5. Pack the right supplies.
Now that you’ve done your homework, you can move on to the fun part: packing supplies for your dog-friendly camping trip!
In addition to your own camping supplies, you’ll also need to pack some camping essentials for your dog. At the very least, you’ll need:
- collapsible food and water bowls
- dog food and treats
- drinking water
- harness or collar
- ID tags
- proof of rabies vaccination
- dog bedding
- a favorite toy (or four!)
- tick and flea repellent
- a first-aid kit (just in case)
- your dog’s medications
- biodegradable doggy waste bags
If you’re camping in the backcountry with your dog, consider bringing a doggy backpack so your pup can carry their own supplies. If your dog has never worn a backpack before, get them accustomed to it a few weeks before your trip. Fit the empty pack so it’s snug, but not too tight, and have them wear it around the house. Once they’ve gotten used to it, add items to the pack gradually.
6. Print off maps and brochures as needed.
While RV parks are often located in urban areas, many state park campgrounds are situated in remote areas without cell phone service or internet access. Bringing a backup paper map (or a printed list of directions) as well as a park brochure might come in handy in case you lose cell phone service along the way.
7. Hit the road!
You’ve finished packing and preparing for your dog-friendly camping trip and you’re finally ready to set out. Make sure your doggo is comfortable and secure in the car or RV, particularly if they’re older. (Check out our post on how to travel with your elderly dog.)
If your journey is longer than three hours, plan for potty breaks at dog-friendly rest areas or dog parks.
8. Stick to your dog’s feeding and potty schedules.
By all means, enjoy your vacation and be spontaneous, but keep your dog’s needs in mind, too. Canines are truly creatures of habit, and they’re most comfortable when they’re on a regular schedule. Try to feed them and take them out for bathroom breaks at the same times you normally would.

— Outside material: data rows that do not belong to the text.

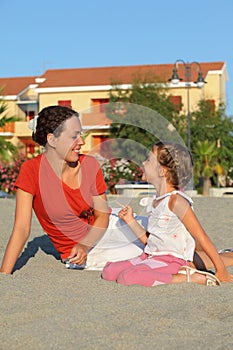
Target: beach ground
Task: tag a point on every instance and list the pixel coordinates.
(45, 306)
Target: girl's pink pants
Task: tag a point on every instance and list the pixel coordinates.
(144, 270)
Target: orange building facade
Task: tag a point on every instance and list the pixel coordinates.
(87, 91)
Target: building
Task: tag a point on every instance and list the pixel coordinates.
(87, 90)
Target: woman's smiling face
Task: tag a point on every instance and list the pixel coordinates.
(69, 143)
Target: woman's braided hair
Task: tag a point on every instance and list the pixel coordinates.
(51, 120)
(177, 160)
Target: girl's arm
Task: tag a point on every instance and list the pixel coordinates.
(182, 209)
(126, 214)
(78, 254)
(20, 232)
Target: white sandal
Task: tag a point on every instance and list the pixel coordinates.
(211, 280)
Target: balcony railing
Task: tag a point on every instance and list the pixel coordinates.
(9, 127)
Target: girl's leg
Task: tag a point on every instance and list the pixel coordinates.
(226, 257)
(112, 269)
(151, 272)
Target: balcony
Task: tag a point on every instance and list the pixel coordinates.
(7, 129)
(22, 129)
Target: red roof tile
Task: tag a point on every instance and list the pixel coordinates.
(13, 86)
(122, 74)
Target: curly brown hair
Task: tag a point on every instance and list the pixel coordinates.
(51, 120)
(177, 160)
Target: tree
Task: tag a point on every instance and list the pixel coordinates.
(207, 155)
(141, 116)
(212, 125)
(7, 149)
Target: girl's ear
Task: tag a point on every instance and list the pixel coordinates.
(51, 140)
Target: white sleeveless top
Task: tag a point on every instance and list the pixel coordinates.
(168, 235)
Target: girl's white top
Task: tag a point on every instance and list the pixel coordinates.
(168, 235)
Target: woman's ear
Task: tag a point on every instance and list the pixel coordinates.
(162, 171)
(51, 139)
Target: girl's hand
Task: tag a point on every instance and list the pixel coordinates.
(126, 214)
(78, 254)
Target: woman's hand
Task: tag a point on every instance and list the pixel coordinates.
(126, 214)
(78, 254)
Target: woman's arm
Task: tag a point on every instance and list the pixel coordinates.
(20, 232)
(126, 214)
(185, 213)
(78, 253)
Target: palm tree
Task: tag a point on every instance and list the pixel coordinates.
(7, 149)
(206, 159)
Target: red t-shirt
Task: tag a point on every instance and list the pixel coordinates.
(56, 205)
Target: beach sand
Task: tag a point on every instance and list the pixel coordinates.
(45, 306)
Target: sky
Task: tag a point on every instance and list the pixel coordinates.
(48, 34)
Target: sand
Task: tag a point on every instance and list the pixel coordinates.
(45, 306)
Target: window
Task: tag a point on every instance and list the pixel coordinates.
(99, 104)
(66, 103)
(177, 101)
(29, 115)
(211, 103)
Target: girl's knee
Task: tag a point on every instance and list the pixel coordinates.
(127, 277)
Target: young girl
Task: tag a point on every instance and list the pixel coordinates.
(172, 228)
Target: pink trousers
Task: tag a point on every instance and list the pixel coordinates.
(144, 270)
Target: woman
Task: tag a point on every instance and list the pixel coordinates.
(65, 189)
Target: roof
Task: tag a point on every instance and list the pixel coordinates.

Don’t forget to make time to play and brush up on their obedience training!
9. Don’t skip out on doggy duty.
If you’re exploring a state park or wildlife preserve, it’s crucial that you pick up any, erm, presents your dog leaves behind. Doggy doo may attract potentially dangerous wildlife, coyotes in particular. Always clean up after your pup even in deserted areas, and don’t linger too long after your dog does their business! Alternatively, some RV parks even fine pet parents who neglect their doggy duties.
10. Keep the treats locked up tight.
If you’re camping with your dog in bear country, store all food, toiletries, and other scented items in a bear-proof food locker or a locked vehicle (preferably the trunk). Also, dispose of any food wrappers or other debris that might attract wildlife to your site.

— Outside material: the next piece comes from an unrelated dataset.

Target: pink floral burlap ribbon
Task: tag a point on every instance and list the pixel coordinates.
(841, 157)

11. Explore the surrounding area.
Whether you’re an avid adventurer looking to do some hiking, boating, or fishing, or you’re a lazy landlubber looking to relax and do some picnicking, be sure to explore the areas near the park or campground. You’ll almost always find dog-friendly attractions nearby, including restaurants, bars, wineries, city parks, and walking tours that welcome leashed dogs.
And there you have it: the top tips for camping with your dog. What are you waiting for? Start planning your canine-friendly camping excursion and treat your dog to the experience of a lifetime!